Un servizio personalizzato, dunque, che facilita un adempimento burocratico. C’è anche un vantaggio in termini di rispetto delle tempistiche: la domanda di NASPI deve essere presentata all’INPS entro 68 giorni dalla cessazione del rapporto di lavoro, altrimenti il lavoratore decade dal diritto.
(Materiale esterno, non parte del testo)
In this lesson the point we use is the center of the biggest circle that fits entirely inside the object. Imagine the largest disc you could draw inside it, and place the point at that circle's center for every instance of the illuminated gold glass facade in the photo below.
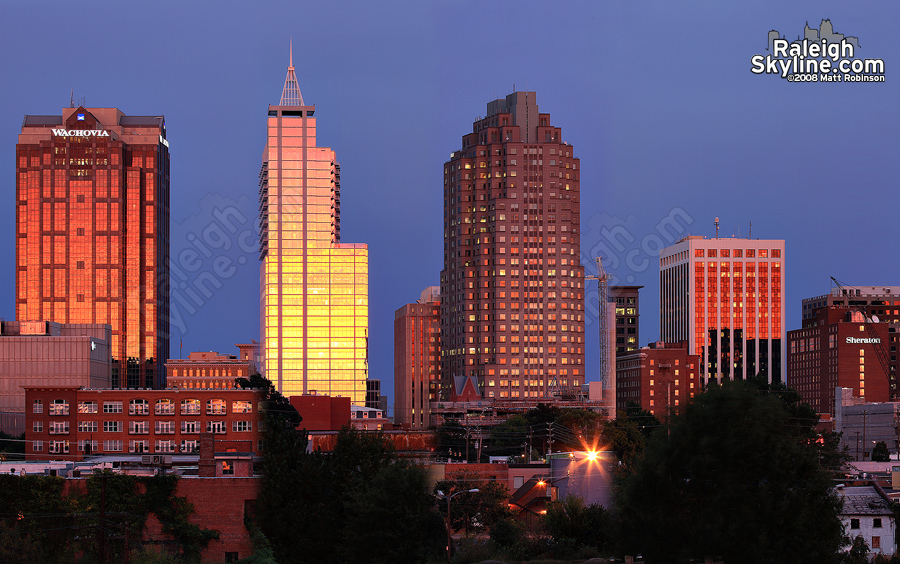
(92, 228)
(313, 288)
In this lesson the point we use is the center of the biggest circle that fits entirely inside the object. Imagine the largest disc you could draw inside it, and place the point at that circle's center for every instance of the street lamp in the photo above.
(448, 498)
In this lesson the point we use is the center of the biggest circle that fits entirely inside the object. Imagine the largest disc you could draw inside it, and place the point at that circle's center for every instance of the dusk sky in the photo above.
(657, 99)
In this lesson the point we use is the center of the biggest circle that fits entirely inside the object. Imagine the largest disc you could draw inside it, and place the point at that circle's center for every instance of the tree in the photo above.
(276, 405)
(473, 512)
(880, 453)
(738, 478)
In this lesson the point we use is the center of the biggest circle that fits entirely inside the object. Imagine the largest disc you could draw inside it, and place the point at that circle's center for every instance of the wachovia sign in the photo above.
(80, 133)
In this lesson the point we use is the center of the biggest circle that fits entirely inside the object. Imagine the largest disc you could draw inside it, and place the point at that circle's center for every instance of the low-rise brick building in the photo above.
(66, 423)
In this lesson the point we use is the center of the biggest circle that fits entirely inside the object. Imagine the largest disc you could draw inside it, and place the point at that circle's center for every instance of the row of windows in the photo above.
(142, 427)
(142, 407)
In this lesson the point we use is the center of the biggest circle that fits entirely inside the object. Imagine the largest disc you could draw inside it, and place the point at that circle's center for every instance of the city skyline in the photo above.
(658, 129)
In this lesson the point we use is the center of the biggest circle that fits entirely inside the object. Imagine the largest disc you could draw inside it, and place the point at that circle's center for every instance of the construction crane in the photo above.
(603, 290)
(877, 344)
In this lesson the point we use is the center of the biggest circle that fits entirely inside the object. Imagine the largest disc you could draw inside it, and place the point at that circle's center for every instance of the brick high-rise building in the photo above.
(512, 287)
(92, 231)
(314, 311)
(725, 297)
(417, 330)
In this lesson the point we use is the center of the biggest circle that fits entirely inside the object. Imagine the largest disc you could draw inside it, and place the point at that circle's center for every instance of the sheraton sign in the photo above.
(80, 133)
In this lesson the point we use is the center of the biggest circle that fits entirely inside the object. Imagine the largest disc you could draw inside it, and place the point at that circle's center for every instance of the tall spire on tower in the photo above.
(291, 96)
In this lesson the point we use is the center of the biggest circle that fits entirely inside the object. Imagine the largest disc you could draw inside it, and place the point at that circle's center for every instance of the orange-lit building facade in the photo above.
(661, 377)
(512, 287)
(725, 297)
(206, 370)
(313, 288)
(417, 330)
(61, 421)
(92, 226)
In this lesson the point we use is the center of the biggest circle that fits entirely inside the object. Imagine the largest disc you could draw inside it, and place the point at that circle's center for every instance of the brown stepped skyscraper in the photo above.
(92, 231)
(512, 288)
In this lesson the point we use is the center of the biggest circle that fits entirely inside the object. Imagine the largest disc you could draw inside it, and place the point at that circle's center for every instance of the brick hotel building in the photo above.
(725, 297)
(512, 287)
(314, 310)
(92, 231)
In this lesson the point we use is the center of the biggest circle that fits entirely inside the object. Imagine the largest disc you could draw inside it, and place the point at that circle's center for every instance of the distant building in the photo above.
(206, 370)
(92, 232)
(837, 347)
(628, 327)
(512, 286)
(67, 422)
(725, 298)
(417, 360)
(867, 513)
(42, 353)
(660, 378)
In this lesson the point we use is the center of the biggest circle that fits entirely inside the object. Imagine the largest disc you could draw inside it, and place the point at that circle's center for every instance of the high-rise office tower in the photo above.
(92, 225)
(512, 287)
(417, 329)
(725, 297)
(313, 288)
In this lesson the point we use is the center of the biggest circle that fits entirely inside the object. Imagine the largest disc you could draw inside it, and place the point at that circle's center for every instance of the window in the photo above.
(112, 446)
(165, 407)
(190, 407)
(217, 427)
(215, 407)
(164, 428)
(139, 407)
(59, 428)
(59, 447)
(139, 446)
(190, 427)
(165, 446)
(87, 407)
(241, 407)
(112, 407)
(87, 446)
(138, 428)
(59, 407)
(87, 426)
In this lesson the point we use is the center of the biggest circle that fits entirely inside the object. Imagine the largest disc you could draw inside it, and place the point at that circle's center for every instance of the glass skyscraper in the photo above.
(313, 288)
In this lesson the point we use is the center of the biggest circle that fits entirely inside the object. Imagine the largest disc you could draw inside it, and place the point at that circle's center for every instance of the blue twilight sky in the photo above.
(657, 99)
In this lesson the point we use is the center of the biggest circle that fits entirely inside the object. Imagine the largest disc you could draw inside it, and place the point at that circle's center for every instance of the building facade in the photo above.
(206, 370)
(417, 330)
(725, 297)
(66, 423)
(628, 325)
(512, 287)
(838, 348)
(42, 353)
(661, 378)
(92, 225)
(313, 288)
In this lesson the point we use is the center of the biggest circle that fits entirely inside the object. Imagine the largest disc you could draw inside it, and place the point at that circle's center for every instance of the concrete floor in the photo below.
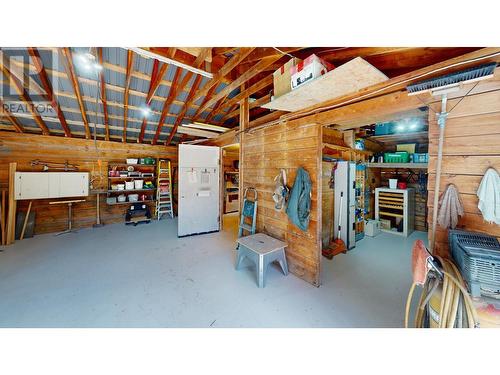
(144, 276)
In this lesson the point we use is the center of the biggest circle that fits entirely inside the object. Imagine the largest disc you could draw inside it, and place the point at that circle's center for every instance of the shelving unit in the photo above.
(119, 166)
(398, 165)
(360, 201)
(394, 204)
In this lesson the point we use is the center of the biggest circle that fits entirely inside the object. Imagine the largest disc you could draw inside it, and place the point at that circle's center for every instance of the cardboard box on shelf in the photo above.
(385, 224)
(308, 70)
(282, 77)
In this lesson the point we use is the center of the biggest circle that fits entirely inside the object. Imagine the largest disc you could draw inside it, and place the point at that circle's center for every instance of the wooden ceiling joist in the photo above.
(216, 108)
(70, 72)
(254, 70)
(154, 78)
(5, 112)
(234, 111)
(128, 77)
(224, 71)
(166, 106)
(18, 86)
(183, 112)
(207, 97)
(47, 86)
(103, 96)
(258, 86)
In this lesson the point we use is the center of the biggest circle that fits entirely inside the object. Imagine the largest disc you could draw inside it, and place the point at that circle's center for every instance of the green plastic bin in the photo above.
(396, 157)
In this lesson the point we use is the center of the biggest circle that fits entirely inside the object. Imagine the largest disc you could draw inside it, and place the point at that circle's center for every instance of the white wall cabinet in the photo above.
(44, 185)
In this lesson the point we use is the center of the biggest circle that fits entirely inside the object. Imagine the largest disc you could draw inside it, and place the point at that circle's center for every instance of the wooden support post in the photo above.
(11, 217)
(2, 213)
(26, 220)
(244, 120)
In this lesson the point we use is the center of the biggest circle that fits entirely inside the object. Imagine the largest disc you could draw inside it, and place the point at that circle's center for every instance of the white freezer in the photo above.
(198, 190)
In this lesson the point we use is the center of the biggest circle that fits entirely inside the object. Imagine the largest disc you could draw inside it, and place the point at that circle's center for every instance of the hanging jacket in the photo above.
(450, 208)
(489, 196)
(281, 192)
(299, 203)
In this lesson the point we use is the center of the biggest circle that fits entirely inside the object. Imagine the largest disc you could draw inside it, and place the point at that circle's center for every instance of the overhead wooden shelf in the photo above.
(398, 165)
(419, 137)
(347, 78)
(342, 148)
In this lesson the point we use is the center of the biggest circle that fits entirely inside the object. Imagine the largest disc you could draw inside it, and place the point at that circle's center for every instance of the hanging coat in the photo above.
(489, 196)
(299, 203)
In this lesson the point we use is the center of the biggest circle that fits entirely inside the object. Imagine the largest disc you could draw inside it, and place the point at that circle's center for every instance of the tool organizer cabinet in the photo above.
(396, 203)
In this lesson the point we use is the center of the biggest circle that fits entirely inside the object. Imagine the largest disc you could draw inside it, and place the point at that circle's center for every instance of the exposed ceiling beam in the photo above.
(166, 105)
(154, 78)
(216, 108)
(258, 86)
(204, 101)
(70, 71)
(254, 70)
(18, 86)
(103, 95)
(47, 86)
(155, 83)
(222, 50)
(5, 112)
(79, 124)
(265, 52)
(175, 89)
(233, 112)
(130, 61)
(224, 71)
(92, 82)
(181, 115)
(152, 55)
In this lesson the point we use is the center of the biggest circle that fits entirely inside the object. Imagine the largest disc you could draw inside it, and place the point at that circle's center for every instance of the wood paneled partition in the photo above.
(289, 146)
(471, 146)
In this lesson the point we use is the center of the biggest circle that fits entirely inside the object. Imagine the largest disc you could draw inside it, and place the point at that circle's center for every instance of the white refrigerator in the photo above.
(345, 187)
(199, 190)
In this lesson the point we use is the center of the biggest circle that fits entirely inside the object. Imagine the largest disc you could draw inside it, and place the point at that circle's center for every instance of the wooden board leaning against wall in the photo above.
(471, 146)
(23, 148)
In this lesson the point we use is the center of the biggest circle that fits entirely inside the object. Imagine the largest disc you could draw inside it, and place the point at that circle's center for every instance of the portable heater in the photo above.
(477, 255)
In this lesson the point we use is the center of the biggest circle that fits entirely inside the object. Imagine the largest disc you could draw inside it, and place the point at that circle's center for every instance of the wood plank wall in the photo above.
(22, 148)
(471, 146)
(289, 145)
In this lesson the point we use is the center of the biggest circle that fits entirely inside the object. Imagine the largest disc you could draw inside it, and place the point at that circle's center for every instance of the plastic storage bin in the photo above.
(396, 157)
(421, 158)
(384, 128)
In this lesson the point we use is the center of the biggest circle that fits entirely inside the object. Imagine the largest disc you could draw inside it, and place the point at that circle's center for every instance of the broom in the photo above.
(442, 86)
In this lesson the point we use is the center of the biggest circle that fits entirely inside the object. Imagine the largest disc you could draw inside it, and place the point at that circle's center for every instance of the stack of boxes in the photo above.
(296, 72)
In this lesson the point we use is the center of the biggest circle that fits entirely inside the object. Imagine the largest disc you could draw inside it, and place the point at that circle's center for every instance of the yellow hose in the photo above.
(452, 290)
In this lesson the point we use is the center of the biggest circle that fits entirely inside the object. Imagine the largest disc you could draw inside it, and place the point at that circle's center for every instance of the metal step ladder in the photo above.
(164, 202)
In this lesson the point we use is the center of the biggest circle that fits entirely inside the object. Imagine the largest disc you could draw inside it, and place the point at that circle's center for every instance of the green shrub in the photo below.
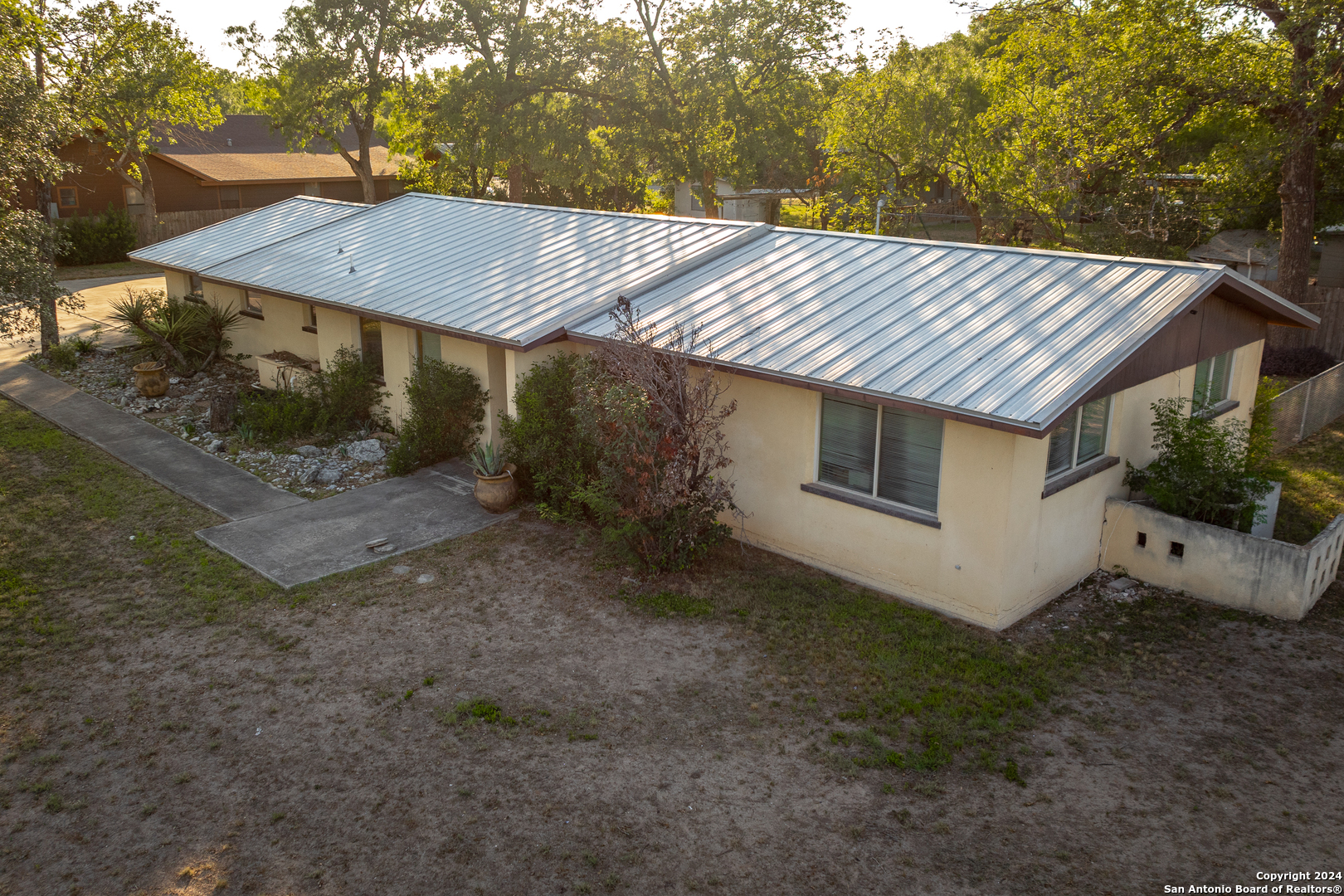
(334, 401)
(553, 453)
(97, 240)
(446, 409)
(1205, 470)
(186, 336)
(63, 356)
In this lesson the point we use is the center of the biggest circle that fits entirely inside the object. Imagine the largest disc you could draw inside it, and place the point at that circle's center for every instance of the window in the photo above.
(427, 345)
(371, 343)
(1213, 381)
(880, 451)
(1079, 437)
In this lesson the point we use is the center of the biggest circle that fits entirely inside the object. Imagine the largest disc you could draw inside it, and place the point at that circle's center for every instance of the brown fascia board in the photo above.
(206, 180)
(363, 312)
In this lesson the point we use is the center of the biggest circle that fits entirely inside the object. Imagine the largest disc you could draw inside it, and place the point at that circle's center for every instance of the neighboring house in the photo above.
(937, 421)
(240, 164)
(1252, 253)
(1331, 242)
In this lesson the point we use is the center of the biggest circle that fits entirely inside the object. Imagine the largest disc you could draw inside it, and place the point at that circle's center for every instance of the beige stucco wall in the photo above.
(177, 284)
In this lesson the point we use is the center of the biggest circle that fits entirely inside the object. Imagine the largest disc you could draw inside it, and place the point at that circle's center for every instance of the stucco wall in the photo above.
(281, 328)
(1220, 566)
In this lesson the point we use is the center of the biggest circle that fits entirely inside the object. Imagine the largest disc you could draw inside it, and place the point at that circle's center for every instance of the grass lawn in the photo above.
(528, 720)
(1313, 485)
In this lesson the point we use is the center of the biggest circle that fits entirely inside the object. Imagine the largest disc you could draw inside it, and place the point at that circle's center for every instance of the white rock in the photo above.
(366, 451)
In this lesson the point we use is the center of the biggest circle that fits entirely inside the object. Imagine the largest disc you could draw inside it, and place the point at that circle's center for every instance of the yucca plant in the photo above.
(485, 460)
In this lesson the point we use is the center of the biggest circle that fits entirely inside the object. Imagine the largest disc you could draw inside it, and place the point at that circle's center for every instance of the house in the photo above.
(938, 421)
(240, 164)
(1252, 253)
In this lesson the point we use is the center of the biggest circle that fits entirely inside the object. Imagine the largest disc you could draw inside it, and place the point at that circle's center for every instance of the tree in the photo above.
(1285, 60)
(32, 127)
(910, 123)
(334, 66)
(130, 78)
(735, 88)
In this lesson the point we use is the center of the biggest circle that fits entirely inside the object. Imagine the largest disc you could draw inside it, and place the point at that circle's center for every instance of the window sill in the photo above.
(1079, 475)
(869, 503)
(1218, 410)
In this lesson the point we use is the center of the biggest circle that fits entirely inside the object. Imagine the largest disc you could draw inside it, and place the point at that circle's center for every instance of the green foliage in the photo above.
(134, 80)
(97, 240)
(446, 411)
(27, 280)
(554, 457)
(338, 399)
(187, 336)
(1203, 469)
(485, 461)
(670, 603)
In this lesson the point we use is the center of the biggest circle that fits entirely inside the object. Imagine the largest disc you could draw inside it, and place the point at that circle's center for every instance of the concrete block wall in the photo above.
(1220, 566)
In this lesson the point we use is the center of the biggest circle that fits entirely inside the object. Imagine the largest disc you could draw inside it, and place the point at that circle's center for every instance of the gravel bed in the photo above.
(314, 468)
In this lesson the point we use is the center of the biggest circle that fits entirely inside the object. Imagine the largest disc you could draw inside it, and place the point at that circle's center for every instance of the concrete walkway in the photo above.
(280, 535)
(229, 490)
(314, 540)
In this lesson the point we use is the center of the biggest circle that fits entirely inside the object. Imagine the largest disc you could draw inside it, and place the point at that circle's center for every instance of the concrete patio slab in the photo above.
(305, 543)
(229, 490)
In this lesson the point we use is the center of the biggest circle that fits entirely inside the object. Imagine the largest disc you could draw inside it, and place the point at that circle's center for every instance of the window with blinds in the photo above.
(880, 451)
(1213, 381)
(1079, 437)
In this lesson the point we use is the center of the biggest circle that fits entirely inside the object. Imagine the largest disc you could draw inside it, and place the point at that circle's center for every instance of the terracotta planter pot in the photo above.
(151, 379)
(496, 494)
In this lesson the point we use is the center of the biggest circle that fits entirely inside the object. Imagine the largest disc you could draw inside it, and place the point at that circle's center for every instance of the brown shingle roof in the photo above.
(251, 167)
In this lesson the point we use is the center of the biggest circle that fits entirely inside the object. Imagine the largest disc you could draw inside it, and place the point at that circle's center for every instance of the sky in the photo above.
(923, 22)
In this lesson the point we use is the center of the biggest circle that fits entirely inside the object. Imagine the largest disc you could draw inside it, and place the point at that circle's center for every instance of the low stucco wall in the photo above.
(1220, 566)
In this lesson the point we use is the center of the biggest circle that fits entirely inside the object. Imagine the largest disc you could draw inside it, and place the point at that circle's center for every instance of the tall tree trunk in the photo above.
(1298, 193)
(46, 306)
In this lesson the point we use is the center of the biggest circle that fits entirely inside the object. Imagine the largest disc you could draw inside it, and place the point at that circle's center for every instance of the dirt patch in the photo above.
(513, 726)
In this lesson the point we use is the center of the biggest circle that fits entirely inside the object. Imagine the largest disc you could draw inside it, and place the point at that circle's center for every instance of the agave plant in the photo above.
(485, 460)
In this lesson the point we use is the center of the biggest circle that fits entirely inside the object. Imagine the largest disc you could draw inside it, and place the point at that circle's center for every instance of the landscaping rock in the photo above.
(366, 451)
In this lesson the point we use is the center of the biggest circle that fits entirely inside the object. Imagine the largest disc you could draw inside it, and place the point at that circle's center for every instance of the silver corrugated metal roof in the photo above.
(219, 242)
(999, 334)
(509, 271)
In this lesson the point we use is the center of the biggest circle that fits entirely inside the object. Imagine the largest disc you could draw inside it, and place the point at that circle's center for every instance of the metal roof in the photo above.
(1003, 336)
(207, 246)
(986, 332)
(509, 271)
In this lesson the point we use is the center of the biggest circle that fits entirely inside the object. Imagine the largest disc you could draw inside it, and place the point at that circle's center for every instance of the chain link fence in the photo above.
(1307, 407)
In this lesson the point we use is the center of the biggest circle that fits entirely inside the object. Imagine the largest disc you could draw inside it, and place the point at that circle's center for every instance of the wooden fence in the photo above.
(1326, 303)
(175, 223)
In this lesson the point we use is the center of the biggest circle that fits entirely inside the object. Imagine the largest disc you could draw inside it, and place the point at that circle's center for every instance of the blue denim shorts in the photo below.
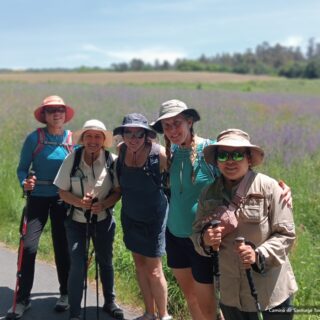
(181, 254)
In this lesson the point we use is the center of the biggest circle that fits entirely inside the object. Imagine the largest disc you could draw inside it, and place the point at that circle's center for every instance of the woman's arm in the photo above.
(70, 198)
(108, 202)
(163, 159)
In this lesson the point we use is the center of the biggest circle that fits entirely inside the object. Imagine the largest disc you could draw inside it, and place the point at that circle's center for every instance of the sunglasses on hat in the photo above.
(52, 110)
(130, 134)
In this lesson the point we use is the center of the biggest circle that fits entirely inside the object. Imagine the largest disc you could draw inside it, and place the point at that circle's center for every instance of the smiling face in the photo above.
(177, 129)
(233, 170)
(54, 116)
(134, 138)
(93, 141)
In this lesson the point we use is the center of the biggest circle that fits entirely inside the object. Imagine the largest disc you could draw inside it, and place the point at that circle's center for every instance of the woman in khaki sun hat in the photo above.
(262, 220)
(43, 152)
(189, 174)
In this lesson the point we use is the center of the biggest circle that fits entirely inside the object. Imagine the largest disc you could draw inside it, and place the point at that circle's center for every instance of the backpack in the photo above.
(42, 142)
(77, 157)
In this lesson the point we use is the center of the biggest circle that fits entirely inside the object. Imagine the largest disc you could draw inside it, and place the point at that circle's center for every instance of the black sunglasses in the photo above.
(130, 134)
(223, 156)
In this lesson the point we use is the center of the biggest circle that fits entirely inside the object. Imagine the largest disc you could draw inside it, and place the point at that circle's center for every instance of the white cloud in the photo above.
(293, 41)
(147, 54)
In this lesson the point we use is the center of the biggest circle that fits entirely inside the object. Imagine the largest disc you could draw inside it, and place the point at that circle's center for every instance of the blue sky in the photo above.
(71, 33)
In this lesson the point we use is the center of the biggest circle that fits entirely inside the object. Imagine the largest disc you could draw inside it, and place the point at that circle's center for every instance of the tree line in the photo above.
(279, 60)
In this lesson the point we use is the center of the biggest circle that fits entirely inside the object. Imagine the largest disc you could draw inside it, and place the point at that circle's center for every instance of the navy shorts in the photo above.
(181, 254)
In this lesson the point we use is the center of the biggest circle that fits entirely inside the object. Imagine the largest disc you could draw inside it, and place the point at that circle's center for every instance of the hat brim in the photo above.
(119, 130)
(39, 112)
(257, 153)
(77, 136)
(157, 126)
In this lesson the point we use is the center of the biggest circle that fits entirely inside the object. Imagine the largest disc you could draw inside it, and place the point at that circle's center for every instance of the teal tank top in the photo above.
(184, 192)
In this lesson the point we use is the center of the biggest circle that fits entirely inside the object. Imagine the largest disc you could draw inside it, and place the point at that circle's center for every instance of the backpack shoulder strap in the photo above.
(76, 162)
(243, 188)
(40, 142)
(120, 161)
(109, 164)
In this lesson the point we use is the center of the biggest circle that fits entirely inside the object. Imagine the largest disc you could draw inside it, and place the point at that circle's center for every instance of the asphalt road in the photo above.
(44, 293)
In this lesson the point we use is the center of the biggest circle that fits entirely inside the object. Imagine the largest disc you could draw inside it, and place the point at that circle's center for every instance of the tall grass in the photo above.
(282, 121)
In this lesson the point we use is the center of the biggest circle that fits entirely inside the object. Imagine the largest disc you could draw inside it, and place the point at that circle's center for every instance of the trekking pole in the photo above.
(87, 215)
(94, 222)
(23, 232)
(239, 241)
(216, 271)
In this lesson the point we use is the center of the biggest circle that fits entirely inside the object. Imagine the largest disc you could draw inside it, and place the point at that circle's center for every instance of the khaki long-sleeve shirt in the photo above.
(268, 223)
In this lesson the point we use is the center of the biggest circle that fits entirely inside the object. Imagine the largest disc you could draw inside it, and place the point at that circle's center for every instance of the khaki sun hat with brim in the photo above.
(95, 125)
(135, 120)
(234, 138)
(172, 108)
(51, 102)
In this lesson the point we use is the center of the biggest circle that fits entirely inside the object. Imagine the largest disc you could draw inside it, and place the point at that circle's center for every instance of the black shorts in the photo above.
(181, 254)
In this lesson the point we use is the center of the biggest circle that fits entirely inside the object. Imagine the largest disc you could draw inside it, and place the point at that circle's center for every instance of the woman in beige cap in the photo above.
(43, 152)
(265, 227)
(189, 174)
Il fatto che arrivi direttamente un link nella propria area del sito INPS facilita il rispetto di questo termine.

E probabilmente consente anche un più rapido svolgimento dell’intera operazione, con una ricaduta positiva sull’erogazione del trattamento, la cui decorrenza cambia a seconda del momento in cui viene presentata la domanda: se la richiesta viene presentata all’INPS entro l’ottavo giorno dal termine della prestazione lavorativa, la NASPI parte dall’ottavo giorno, dal giorno successivo alla presentazione della domanda negli altri casi.

Se il licenziamento è per giusta causa, il trattamento parte dal 38esimo giorno successivo se la domanda è presentata entro questo termine oppure il giorno la presentazione.

Come si vede, la semplificazione e la personalizzazione del servizio di presentazione della domanda, con un link indirizzato all’avente diritto e immediatamente disponibile, facilita il rispetto dei tempi. Il lavoratore dovrà comunque compilare la domanda e inviarla. Il servizio parte per ora in via sperimentale ma verrà gradualmente esteso a tutti i lavoratori con diritto alla NASPI.

L’indennità di disoccupazione si calcola sommando tutte le retribuzioni imponibili ai fini previdenziali, ricevute negli ultimi 4 anni e dividendo il risultato per il numero di settimane di contribuzione. Il quoziente ottenuto va infine moltiplicato per il numero 4,33. La base di calcolo è l’imponibile previdenziale degli ultimi 4 anni, divisa per le settimane di contribuzione e moltiplicata per il coefficiente 4,33. Per le frazioni di mese, il valore giornaliero dell’indennità si determina dividendo l’importo ottenuto con calcolo appena esposto per 30. Si considerano tutte le settimane, interamente o parzialmente retribuite.

Se la retribuzione mensile è inferiore a 1.195 euro mensili, l’indennità è pari al 75% della retribuzione. Per stipendi superiori, la NASPI è pari al 75% a cui si aggiunge il 25% del differenziale fra retribuzione mensile e 1.195. Dal quarto mese si riduce del 3% ogni mese. La prestazione è erogata per un numero di settimane pari alla metà delle settimane di contribuzione degli ultimi quattro anni (24 mesi).